Intervention de Haïm Korsia

Réunion du jeudi 29 août 2019 à 15h00
Commission spéciale chargée d'examiner le projet de loi relatif à la bioéthique

Haïm Korsia, Grand Rabbin de France :

Je vais répondre puisque je suis le seul à ne pas encore avoir parlé de l'altérité. Cette idée d'altérité est très intéressante puisqu'au départ, le big-bang est toujours une altérité. Après, l'histoire de la famille se construit différemment en termes d'altérité sexuée, mais au départ, il y a toujours une altérité. Il ne peut pas y avoir d'auto engendrement, pas pour l'instant et pas chez les humains, même si cela peut se penser dans d'autres domaines.
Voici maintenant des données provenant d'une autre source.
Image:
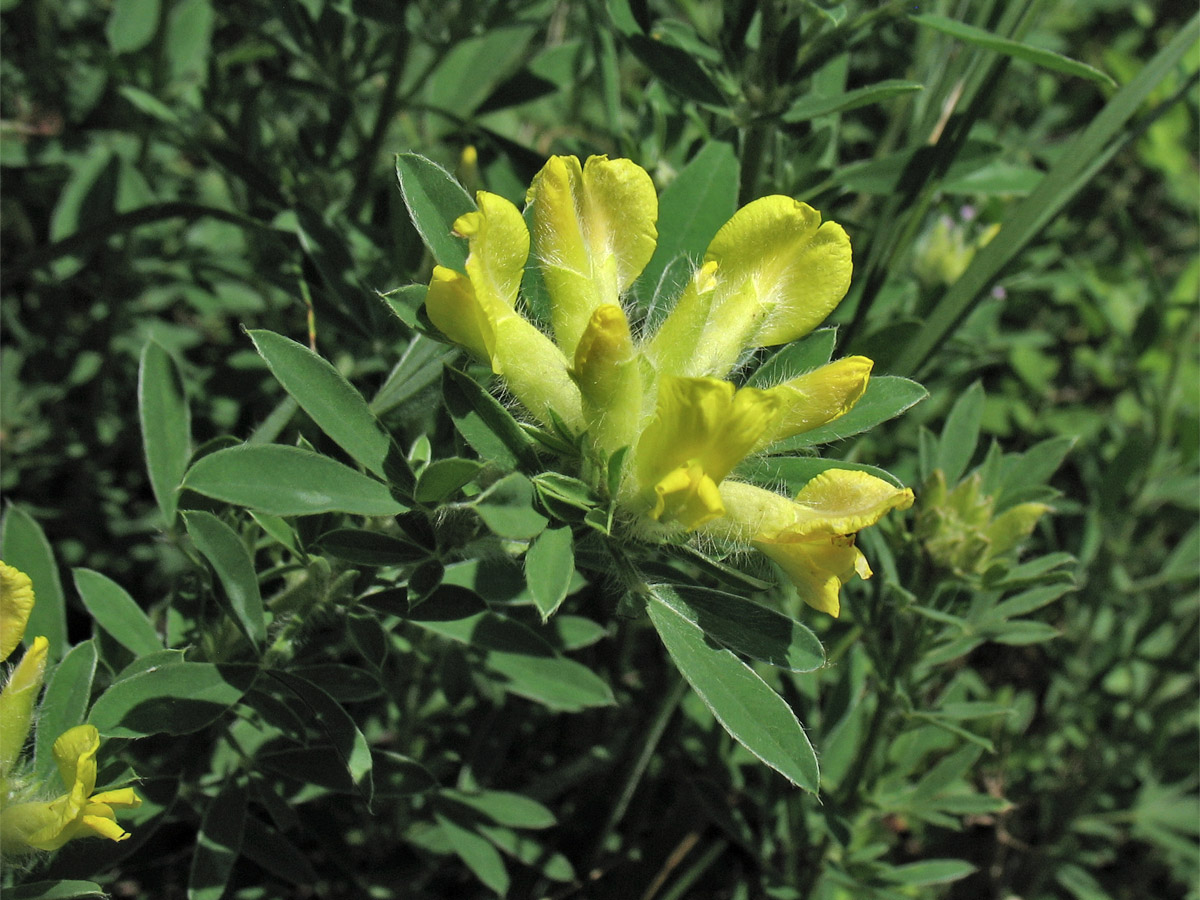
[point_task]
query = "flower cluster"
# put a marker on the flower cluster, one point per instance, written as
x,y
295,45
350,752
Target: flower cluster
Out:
x,y
771,275
28,822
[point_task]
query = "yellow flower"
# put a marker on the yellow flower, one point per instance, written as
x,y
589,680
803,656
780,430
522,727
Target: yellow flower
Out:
x,y
76,814
813,538
771,275
16,604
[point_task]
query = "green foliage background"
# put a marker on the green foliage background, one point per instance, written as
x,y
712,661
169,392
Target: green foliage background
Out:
x,y
178,173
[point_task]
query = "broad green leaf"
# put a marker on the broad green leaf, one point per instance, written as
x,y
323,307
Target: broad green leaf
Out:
x,y
166,426
363,547
65,703
131,24
526,664
460,84
112,607
477,855
747,628
327,397
810,107
507,508
797,471
24,546
796,359
1075,166
929,871
960,433
750,712
442,478
550,565
435,201
57,889
219,844
336,724
677,69
484,421
1037,55
886,397
505,808
175,699
234,567
693,208
288,481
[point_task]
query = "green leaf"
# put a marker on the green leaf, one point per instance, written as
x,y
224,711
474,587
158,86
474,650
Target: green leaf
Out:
x,y
796,359
886,397
1037,55
24,546
57,889
525,664
443,478
550,565
288,481
166,426
747,628
336,724
112,607
363,547
65,703
327,397
477,855
960,433
1075,166
677,69
750,712
929,871
507,508
435,199
810,107
219,844
693,208
174,699
505,808
131,24
485,424
234,567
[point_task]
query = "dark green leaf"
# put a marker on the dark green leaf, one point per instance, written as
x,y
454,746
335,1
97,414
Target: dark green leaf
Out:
x,y
486,425
112,607
507,508
288,481
750,712
747,628
175,699
550,565
219,844
166,426
234,567
1037,55
327,397
435,201
810,107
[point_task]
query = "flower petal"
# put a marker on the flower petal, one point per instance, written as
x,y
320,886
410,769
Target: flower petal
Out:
x,y
844,502
16,604
820,396
594,232
780,273
499,246
75,751
17,702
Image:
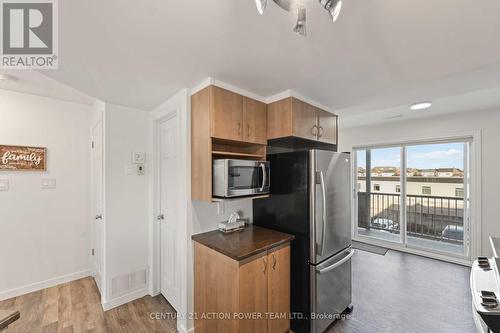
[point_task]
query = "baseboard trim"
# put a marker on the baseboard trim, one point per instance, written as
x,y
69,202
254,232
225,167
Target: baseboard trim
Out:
x,y
113,303
42,285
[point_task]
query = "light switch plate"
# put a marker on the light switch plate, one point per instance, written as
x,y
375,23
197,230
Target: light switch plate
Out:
x,y
138,157
48,184
4,184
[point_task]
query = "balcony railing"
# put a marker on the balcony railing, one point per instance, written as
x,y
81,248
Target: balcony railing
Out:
x,y
429,217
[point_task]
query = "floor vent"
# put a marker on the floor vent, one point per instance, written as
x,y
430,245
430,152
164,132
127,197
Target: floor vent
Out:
x,y
125,283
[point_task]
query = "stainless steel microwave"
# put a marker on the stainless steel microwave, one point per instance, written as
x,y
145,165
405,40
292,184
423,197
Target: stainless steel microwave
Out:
x,y
238,178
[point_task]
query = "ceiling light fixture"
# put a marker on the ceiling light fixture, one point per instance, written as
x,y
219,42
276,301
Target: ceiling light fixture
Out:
x,y
421,106
333,7
300,27
261,6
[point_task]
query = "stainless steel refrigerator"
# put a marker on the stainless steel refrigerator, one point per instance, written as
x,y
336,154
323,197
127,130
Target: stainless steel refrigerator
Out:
x,y
310,198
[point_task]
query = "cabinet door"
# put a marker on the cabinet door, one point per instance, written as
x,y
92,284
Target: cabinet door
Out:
x,y
226,114
253,294
279,290
327,123
254,121
305,120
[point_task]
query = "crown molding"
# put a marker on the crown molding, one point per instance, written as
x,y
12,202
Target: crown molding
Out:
x,y
270,99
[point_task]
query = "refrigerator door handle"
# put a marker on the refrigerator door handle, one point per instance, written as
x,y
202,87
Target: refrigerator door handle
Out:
x,y
323,226
337,264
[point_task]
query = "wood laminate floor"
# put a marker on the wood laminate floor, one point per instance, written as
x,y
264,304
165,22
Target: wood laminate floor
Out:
x,y
75,307
404,293
395,293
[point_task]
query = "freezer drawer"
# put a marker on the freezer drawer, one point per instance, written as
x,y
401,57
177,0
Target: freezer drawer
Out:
x,y
331,289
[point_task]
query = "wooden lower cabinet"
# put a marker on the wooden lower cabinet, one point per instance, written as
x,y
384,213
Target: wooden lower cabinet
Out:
x,y
252,295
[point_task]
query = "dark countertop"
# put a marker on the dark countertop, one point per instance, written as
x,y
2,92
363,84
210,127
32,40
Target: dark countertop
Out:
x,y
242,244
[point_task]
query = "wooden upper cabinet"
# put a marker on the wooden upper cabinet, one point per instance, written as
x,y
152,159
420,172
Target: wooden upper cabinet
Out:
x,y
304,119
293,117
278,287
226,114
254,121
327,124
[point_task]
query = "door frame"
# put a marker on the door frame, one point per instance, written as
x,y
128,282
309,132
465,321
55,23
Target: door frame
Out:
x,y
102,285
474,213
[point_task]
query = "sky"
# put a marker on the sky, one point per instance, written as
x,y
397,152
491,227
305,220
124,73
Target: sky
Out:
x,y
429,156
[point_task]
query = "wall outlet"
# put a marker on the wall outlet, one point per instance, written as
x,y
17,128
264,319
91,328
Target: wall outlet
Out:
x,y
4,184
138,157
48,184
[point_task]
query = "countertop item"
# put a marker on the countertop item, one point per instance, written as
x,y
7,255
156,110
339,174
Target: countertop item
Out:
x,y
242,244
495,246
7,318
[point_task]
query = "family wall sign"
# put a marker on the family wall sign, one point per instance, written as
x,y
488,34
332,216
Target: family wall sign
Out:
x,y
22,158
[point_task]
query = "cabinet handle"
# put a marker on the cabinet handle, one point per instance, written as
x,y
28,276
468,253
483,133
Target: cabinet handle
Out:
x,y
314,130
320,132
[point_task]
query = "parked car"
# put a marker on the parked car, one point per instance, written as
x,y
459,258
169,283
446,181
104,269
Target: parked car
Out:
x,y
384,223
453,232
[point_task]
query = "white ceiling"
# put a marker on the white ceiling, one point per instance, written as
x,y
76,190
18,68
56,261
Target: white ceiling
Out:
x,y
379,55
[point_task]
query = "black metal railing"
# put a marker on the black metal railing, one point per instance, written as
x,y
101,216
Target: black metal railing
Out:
x,y
430,217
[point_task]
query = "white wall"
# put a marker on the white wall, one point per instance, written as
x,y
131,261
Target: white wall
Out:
x,y
45,234
486,121
126,196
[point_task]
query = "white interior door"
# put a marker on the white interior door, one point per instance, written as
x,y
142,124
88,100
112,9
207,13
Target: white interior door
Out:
x,y
169,176
97,188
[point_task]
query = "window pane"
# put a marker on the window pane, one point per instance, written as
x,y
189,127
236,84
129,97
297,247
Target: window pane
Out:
x,y
379,173
434,202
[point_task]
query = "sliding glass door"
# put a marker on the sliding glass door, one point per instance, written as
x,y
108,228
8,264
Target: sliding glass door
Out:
x,y
424,206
Mais c'est très intéressant : finalement, il y a toujours besoin d'un autre pour faire advenir quelque chose.

Ce qui fait d'ailleurs qu'il y a un débat – je reviens là-dessus parce qu'on a vu que vous aviez ici, parmi vos rapporteurs, Madame la présidente, d'éminents biblistes – il y a donc un grand débat, dans la Genèse, sur le fait qu'Ève serait issue de la côte ou du côté d'Adam. Notre interprétation juive dit que c'est le côté, au sens où il n'y a pas l'un qui vient de l'autre, et qui lui serait donc soumis intrinsèquement, mais une altérité qui se crée sur la séparation de deux qui ne faisaient qu'un. D'où l'idée du mariage, qui permet les retrouvailles de ces deux distincts. C'est une altérité qui a vocation à être unifiée. C'est en cela que dans notre vision, spirituelle, il y a besoin de cette altérité, une altérité qui perdure pour permettre de se retrouver. L'altérité est nécessaire au commencement. Après, dans la famille, elle se construit différemment, mais elle est là comme un acte premier. Comme le pasteur le disait très justement, elle pose une façon d'être qui oblige.

Sur l'altérité de l'entourage, dont on parlait tout à l'heure – c'est un peu compliqué : comment définit-on cet entourage ? –, nous n'avons pas à juger, on s'est assez étripé en France pour savoir comment les couples devaient se faire. Chacun fait comme il l'entend, mais il y a une responsabilité à la fois de ces couples qui se forment comme ils l'entendent et de l'ensemble de la société sur les enfants à venir.

Je reprends mon histoire talmudique de tout à l'heure : ce n'est pas parce que c'est notre espace, y compris notre famille, qu'on fait ce qu'on veut. Nous voyons bien avec quelle force, parfois même pas assez, on entre dans les familles quand il y a de la violence intrafamiliale, de la violence conjugale, de la violence contre les enfants. On y entre en disant : « Ce n'est pas parce que c'est votre famille que vous faites ce que vous voulez. » Nous sommes aussi responsables.

C'est cette responsabilité qui nous pousse à nous poser des questions, et à vous les poser. Et au regard de la qualité des questions que vous nous posez, nous avons confiance dans votre capacité à construire une loi qui protégera ces grandes aspirations, à la fois l'altérité, quelle qu'elle soit, et en même temps le respect de l'enfant en ce qu'il est lui, une personne, et pas simplement l'objet d'une volonté.